William and the family solicitor, William Shaen, managed to pour calm on these troubled waters, no case was heard providing that the offending passages were removed and an apology written in the Times. When Elizabeth arrived home from Rome at the end of May there were ’above a hundred’ letters waiting for which had not been forwarded. She was unapologetic.
Writing to Rev R S Oldham she claims:
‘I was under a solemn promise to write the life, -although I shrank from the task: against which I was warned by one who knew all the circumstances well, as ‘certain to pull a hornet’s nest about my ears’. But it did not seem right to shrink from the work as soon as it appeared to me in the light of a duty. To do it at all it was necessary to tell painful truths.‘ (L.347a).
Once the criticism became public Elizabeth received more information for her third edition (the second had been recalled although a few copies still exist), but often this was unhelpful.
She writes to William Fairbairn: ‘I had been receiving three letters a day for above a fortnight, finding great fault with me for my chapter about the Cowan Bridge school’ (L. 358) and from her tone she clearly believed some letters were from troublemakers:
‘I have received a letter from Ohio from some Hamilton J.S. Hill who says I have alluded to his mother in the character of Miss Scratchard… who his mother was I can’t possibly say, but as he sends me three sheets of angry abuse I can only see that I have made some one very angry’ (L. 367).
Degrees of Pleasure and Pain
Those who supported her were generally poor people ‘governesses, struggling surgeons’ wives, schoolmistresses &c’, the disenfranchised whose word did not carry much weight. This was a very trying time.
Despite these problems, the first responses to the biography particularly from family and friends were positive. Patrick Brontë read the volumes with what he calls ‘a degree of pleasure and pain’, but was generally very satisfied with the result:
‘You have not only given a picture of my dear daughter, but of my dear wife, and all my dear children and such a picture, too, as is full of truth and life. The picture of my brilliant and unhappy son is a masterpiece…There are a few trifling mistakes, which, should it be deemed necessary may be corrected in the second edition‘ (BLFC P. 221).

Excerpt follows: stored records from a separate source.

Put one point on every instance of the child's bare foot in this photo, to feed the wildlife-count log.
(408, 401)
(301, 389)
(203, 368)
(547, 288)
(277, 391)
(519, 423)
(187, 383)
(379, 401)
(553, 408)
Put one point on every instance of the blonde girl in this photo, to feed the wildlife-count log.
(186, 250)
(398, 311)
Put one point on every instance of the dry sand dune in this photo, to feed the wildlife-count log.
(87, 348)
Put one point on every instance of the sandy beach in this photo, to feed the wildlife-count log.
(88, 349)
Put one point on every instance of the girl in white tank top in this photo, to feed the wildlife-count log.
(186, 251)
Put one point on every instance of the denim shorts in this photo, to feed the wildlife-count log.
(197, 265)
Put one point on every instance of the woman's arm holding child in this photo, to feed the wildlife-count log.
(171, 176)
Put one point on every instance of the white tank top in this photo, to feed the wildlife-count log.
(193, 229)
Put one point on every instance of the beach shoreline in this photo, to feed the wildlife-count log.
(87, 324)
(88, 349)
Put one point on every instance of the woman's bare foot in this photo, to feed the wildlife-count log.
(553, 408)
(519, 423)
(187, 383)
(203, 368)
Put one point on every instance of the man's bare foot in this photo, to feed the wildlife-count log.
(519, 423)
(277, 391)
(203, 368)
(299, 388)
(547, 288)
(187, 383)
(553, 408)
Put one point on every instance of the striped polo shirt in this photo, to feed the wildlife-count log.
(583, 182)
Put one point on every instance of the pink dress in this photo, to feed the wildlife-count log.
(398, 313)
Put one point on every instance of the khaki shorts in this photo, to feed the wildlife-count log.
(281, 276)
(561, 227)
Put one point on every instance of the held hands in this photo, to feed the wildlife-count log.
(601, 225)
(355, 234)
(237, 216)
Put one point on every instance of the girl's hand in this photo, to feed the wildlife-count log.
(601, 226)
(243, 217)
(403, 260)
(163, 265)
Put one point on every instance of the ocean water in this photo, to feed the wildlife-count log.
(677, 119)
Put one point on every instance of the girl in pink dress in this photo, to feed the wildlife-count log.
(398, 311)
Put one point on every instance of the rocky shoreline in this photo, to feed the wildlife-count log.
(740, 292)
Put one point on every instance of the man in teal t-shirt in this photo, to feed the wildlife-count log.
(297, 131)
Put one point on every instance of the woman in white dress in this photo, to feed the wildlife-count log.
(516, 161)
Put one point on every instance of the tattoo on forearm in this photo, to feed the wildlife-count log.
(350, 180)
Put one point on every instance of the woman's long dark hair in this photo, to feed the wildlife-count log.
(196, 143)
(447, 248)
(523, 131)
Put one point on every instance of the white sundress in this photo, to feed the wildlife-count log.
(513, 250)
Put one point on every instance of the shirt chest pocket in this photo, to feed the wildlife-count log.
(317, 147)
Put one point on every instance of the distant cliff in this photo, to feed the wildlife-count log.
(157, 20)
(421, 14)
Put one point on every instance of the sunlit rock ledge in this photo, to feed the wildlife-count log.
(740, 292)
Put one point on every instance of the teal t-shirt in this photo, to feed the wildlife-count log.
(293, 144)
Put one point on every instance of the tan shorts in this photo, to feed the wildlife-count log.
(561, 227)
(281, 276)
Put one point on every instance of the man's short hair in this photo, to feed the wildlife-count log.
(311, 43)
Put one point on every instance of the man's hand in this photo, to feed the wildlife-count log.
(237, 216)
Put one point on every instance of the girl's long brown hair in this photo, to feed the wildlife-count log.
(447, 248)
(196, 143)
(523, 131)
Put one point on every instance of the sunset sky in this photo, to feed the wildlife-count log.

In April 1857, William Gaskell writes to Ellen Nussey stating:
‘All the notices I have seen have been favourable, and some of them exceedingly so. I have had a considerable number of letters from distinguished men expressing high approval. Mr. Bronte, too, I am happy to say, is pleased, and I can only hope that Mr Nicholls will (as Sir James Kay Shuttleworth says) “ learn to rejoice that his wife will be known as a Christian heroine, who could bear her cross with the firmness of a martryed saint‘ (BL p. 222-23).
Mary Taylor was also complimentary, claiming the book to be ‘a perfect success’, whilst accepting the difficulties Elizabeth encountered in ‘not being able to give a true description of those around. Though not so gloomy as the truth, it is perhaps as much as people will accept without calling it exaggerated’ (BLFC p. 224).
While the work may have been flawed, hampered by such constraints as delicacy, a consideration of the feelings of those still living, and of course, a dearth of material which had often been carefully sifted through and edited before Elizabeth even saw it.
I will let Charles Kingsley have the final word:
‘You have had a delicate and great work to do, and you have done it admirably. Be sure the book will do good. It will shame literary people into some stronger belief that a simple virtuous, practical home life can be consistent with highly imaginative genius; and it will shame too, the prudery of a…carefully whitewashed age, into believing that purity…is quite compatible with the knowledge of evil’ (BLFCp.22
There is agreement that it was a pioneering biography, and despite the condemnation on the grounds of unreliability, it is still considered a useful resource.